********************
Parallel Computation
********************
Civis Platform manages a pool of cloud computing resources.
You can access these resources with the tools in the :mod:`civis.parallel`
and :mod:`civis.futures` modules.
Joblib backend
==============
If you can divide your work into multiple independent chunks, each of which takes
at least several minutes to run, you can reduce the time your job takes to finish
by running each chunk simultaneously in Civis Platform. The Civis joblib
backend is a software tool which makes it easier to run many jobs simultaneously.
Things to keep in mind when deciding if the Civis joblib backend is the right
tool for your code:
- Each function call which is parallelized with the Civis joblib backend will run
in a different Civis Platform script. Creating a new script comes with some overhead.
It will take between a few seconds and a few minutes for each script to start,
depending on whether Civis Platform needs to provision additional resources.
If you expect that each function call will complete quickly, instead consider either
running them in serial or using extra processes in the same Civis Platform script.
- Because function calls run in different scripts, function inputs and outputs
must be uploaded to Civis Platform from their origin script and downloaded into
their destination. If your functions take very large inputs and/or produce very
large outputs, moving the data around will cause additional overhead.
Consider either using a different tool or refactoring your code so that
the function to be parallelized is no longer moving around large amounts of data.
- Some open-source libraries, such as ``scikit-learn``, use ``joblib`` to do
computations in parallel. If you're working with such a library, the Civis
joblib backend provides an easy way to run these parallel computations in
different Civis Platform scripts.
Joblib
------
`joblib `_ is an open source
Python library which facilitates parallel processing in Python.
While Joblib comes with its own parallel computation tools,
it also allows users to define their own
"back end". The Civis Python API client takes
advantage of this to let you easily run your own code in parallel
through Civis Platform.
The :func:`~civis.parallel.make_backend_factory`,
:func:`~civis.parallel.infer_backend_factory`, and
:func:`~civis.parallel.make_backend_template_factory` functions allow you
to define a "civis" parallel computation backend which will transparently
distribute computation in cloud resources managed by Civis Platform.
See the `joblib user guide `_
for examples of using joblib to do parallel computation.

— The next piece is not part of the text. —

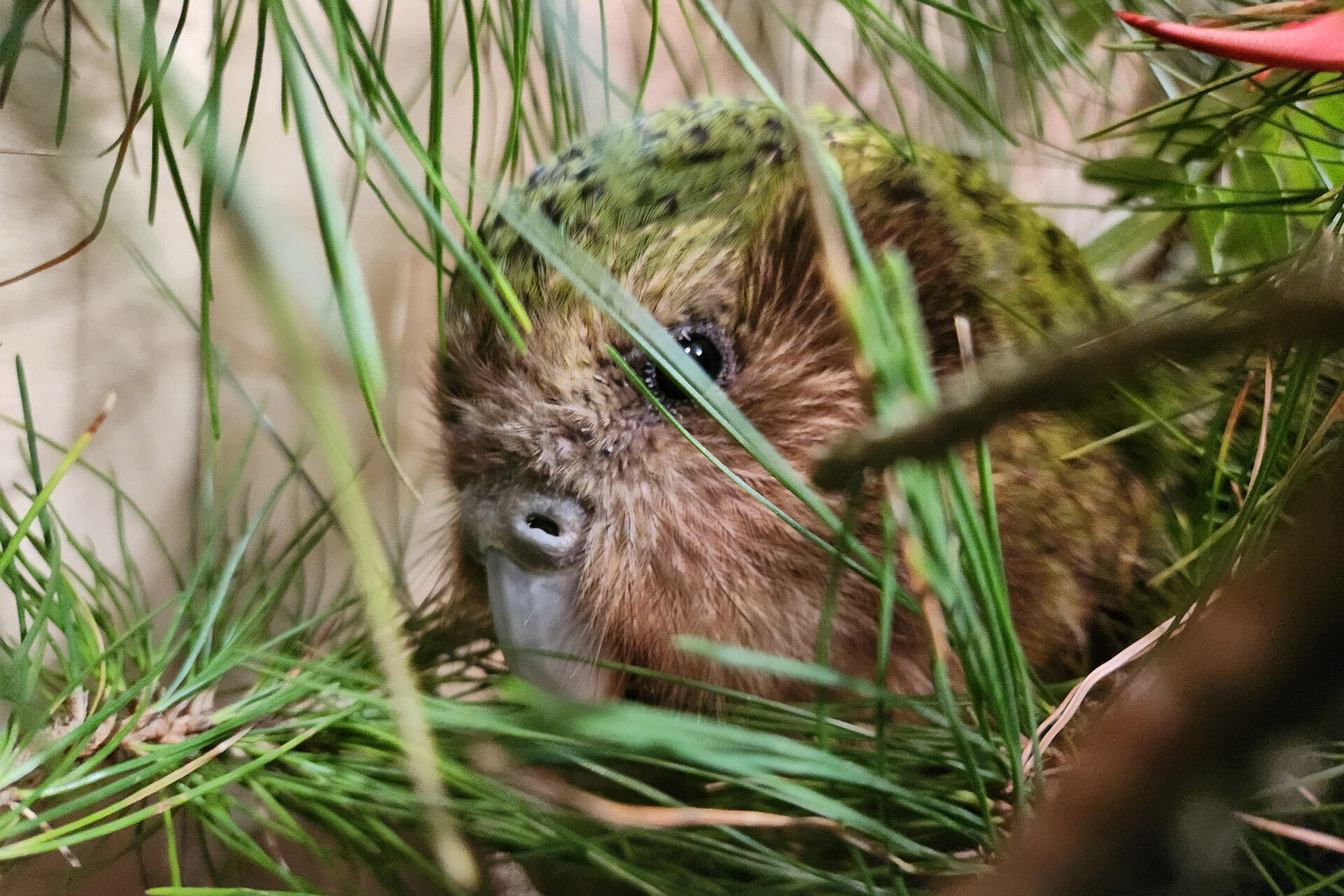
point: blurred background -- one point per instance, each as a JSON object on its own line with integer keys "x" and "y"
{"x": 121, "y": 315}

Note that the descriptions of "memmapping" aren't relevant to using
Civis Platform as a backend, since your jobs will potentially run
on different computers and can't share memory.
Using the Civis joblib backend to run jobs in parallel in the cloud
looks the same as running jobs in parallel on your local computer,
except that you first need to set up the "civis" backend.
How to use
----------
Begin by defining the backend. The Civis joblib backend creates and runs
Container Scripts, and the :func:`~civis.parallel.make_backend_factory`
function accepts several arguments which will be passed to
:func:`~civis.resources._resources.Scripts.post_containers`.

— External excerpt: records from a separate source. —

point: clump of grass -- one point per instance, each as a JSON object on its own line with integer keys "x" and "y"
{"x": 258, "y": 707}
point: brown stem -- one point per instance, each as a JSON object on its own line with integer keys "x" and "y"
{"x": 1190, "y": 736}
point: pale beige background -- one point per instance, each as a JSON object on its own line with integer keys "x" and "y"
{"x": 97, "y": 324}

For example, you could pass a ``repo_http_uri`` or ``repo_ref``
to clone a repository from GitHub into the container which will run
your function. Use the ``docker_image_name`` and ``docker_image_tag``
to select a custom Docker image for your job.
You can provide a ``setup_cmd`` to run setup in bash before your
function executes in Python. The default ``setup_cmd`` will run
``pip install .`` in the base directory of any ``repo_http_uri``
which you include in your backend setup.
Make sure that the environment you define for your Civis backend
includes all of the code which your parallel function will call.
The :func:`~civis.parallel.make_backend_factory` function will return a
backend factory which should be given to the :func:`joblib.register_parallel_backend`
function. For example::
>>> from joblib import register_parallel_backend
>>> from civis.parallel import make_backend_factory
>>> be_factory = make_backend_factory()
>>> register_parallel_backend('civis', be_factory)
Direct ``joblib`` to use a custom backend by entering a :func:`joblib.parallel_config`
context::
>>> from joblib import parallel_config
>>> with parallel_config('civis'):
... # Do joblib parallel computation here.
You can find more about custom joblib backends in the
`joblib documentation `_.
Note that :class:`joblib.Parallel` takes both a ``n_jobs`` and ``pre_dispatch``
parameter. The Civis joblib backend doesn't queue submitted jobs itself,
so it will run ``pre_dispatch`` jobs at once.
.. note::
Since joblib v1.3.0, ``n_jobs=1`` will disable the use of the
specified parallel backend, and will simply run the given function
with a regular ``for`` loop. ``n_jobs=1`` would be useful for testing
your code locally before running it in Civis Platform.
.. note::
The default value of
``pre_dispatch`` is ``"2*n_jobs"``, which will run a maximum of ``2 * n_jobs`` jobs
at once on Civis Platform. Set ``pre_dispatch="n_jobs"`` in your
:class:`joblib.Parallel` call to run at most ``n_jobs`` jobs.
The Civis joblib backend uses `cloudpickle `_
to transport code and data from the parent environment to Civis Platform.
This means that you may parallelize dynamically-defined functions and classes,
including lambda functions.
The joblib backend will automatically add environment variables called
``CIVIS_PARENT_JOB_ID`` and ``CIVIS_PARENT_RUN_ID``, holding the values
of the job and run IDs of the Civis Platform job in which you're
running the joblib backend (if any). Your functions could use these
to communicate with the parent job or to recognize that they're in
a process which has been created by another Civis Platform job.
However, where possible you should let the joblib backend itself
transport the return value of the function it's running back to the parent.
Infer backend parameters
------------------------
If you're writing code which will run inside a Civis Container Script, then
the :func:`~civis.parallel.infer_backend_factory` function returns a backend
factory with environment parameters pre-populated by inspecting the state of
your container script at run time. Use :func:`~civis.parallel.infer_backend_factory`
anywhere you would use :func:`~civis.parallel.make_backend_factory`,
and you don't need to specify a Docker image or GitHub repository.
Script Templates
----------------
The :func:`~civis.parallel.make_backend_template_factory` is intended for
developers who are writing code which may be run by users who don't have
permissions to create new container scripts with the necessary environment.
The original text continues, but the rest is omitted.